Florida Tech Partners in New Ocean Education Center

MELBOURNE, FLA.—Environmental crises like the Gulf oil spill make scientists and citizens more aware of the importance of clean and flourishing marine ecosystems.Florida Institute of Technology is among those taking the lead in a major step toward public understanding of the ocean with the new Center for Ocean Science Education Excellence (COSEE). Based at Indian River State College (IRSC) in Fort Pierce, the center is a collaboration of IRSC, Florida Tech, the Smithsonian Marine Station and the Ocean Research and Conservation Association (ORCA).

Richard Tankersley, Florida Tech professor of biological sciences, is the principal investigator for the university’s work in this $2.8 million National Science Foundation-funded project. He said, “The project will provide training for graduate students, post-docs and research scientists on how to communicate more effectively to non-scientific audiences about their science.”

Also involved, the University of Florida Sea Grant Extension Program will lead community outreach across the state. Faculty at Harbor Branch Oceanographic Institute/Florida Atlantic University will provide scientific expertise and mentoring on the Treasure Coast.

“COSEE Florida will help students, educators and people of all ages develop a better understanding of how ocean and coastal systems work,” said Edwin R. Massey, IRSC president and a principal investigator on the grant.
COSEE Florida will take a three-pronged approach:
• Offering workshops across the state to engage ocean scientists and help them effectively communicate their discoveries and the relevance of their ground-breaking research to non-scientific audiences
• Designing and disseminating a new ocean-based curriculum for college students planning to teach middle school science
• Creating an eight-region Florida Ocean Science Learning Network offering public programs that focus on regional and statewide challenges such as pollution in the Indian River Lagoon or the impact of ocean processes on dolphins, turtles and other animals

At IRSC, education majors will develop a deeper understanding of the ocean system, biodiversity and methods used to foster critical thinking among their students. Ocean science content will be added to the IRSC bachelor’s degree program in middle school science, and, starting in May 2011, IRSC education students will intern with research scientists on the Treasure Coast.

“Through their collaboration with ocean scientists, these future teachers will gain a better appreciation for the scientific process and will learn how to translate their experience and new knowledge into classroom activities,” said Tankersley.

Valerie Paul, director and chief scientist, Smithsonian Marine Station, and Edith Widder, CEO/president/senior scientist for ORCA, will also serve as principal investigators for their organizations.
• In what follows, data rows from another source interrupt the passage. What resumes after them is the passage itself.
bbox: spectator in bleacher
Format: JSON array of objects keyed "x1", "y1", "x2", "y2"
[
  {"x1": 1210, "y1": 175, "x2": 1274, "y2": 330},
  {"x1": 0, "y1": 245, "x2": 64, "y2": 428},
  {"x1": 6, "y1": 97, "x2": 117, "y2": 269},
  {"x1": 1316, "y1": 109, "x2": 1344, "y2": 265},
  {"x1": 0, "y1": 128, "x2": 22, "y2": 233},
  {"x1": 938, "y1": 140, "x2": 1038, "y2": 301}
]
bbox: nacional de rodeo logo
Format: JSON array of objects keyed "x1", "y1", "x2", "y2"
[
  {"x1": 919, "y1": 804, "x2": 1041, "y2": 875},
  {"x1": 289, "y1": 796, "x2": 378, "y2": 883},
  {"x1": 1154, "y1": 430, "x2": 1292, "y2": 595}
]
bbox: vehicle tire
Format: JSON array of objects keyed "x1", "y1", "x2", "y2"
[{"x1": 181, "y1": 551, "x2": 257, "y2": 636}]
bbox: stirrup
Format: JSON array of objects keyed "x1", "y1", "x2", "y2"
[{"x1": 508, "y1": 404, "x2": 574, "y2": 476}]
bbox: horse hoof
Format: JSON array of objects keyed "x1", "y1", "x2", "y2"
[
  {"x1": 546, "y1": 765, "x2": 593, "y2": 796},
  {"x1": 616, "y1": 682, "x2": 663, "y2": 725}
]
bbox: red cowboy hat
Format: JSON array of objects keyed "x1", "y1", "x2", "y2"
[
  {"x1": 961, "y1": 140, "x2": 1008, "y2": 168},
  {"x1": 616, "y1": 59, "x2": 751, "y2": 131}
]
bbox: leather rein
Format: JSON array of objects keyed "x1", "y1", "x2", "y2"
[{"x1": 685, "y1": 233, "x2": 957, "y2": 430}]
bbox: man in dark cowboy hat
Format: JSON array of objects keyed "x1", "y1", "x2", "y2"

Reaching out to the public, COSEE Florida will bring scientists, educators and people of all ages together under the theme Water as Habitat. Ocean-based presentations and workshops will generate interest in the marine ecosystem, stimulate community discussion and increase awareness of the value of scientific knowledge in environmental decision making.

“Scientists are accustomed to communicating to other scientists, but they are not particularly good at translating and explaining their research findings to non-scientists, said Tankersley.“COSEE Florida will attempt to close this communication gap by sponsoring intensive professional development workshops for local ocean scientists, including Florida Tech graduate students, aimed at helping them tailor their presentations of research findings and discoveries to a range of audiences.”

COSEE Florida, based at the IRSC Science Center at the main campus in Fort Pierce, will join the national network of 12 centers and a central coordinating office funded by the National Science Foundation’s Division of Ocean Sciences.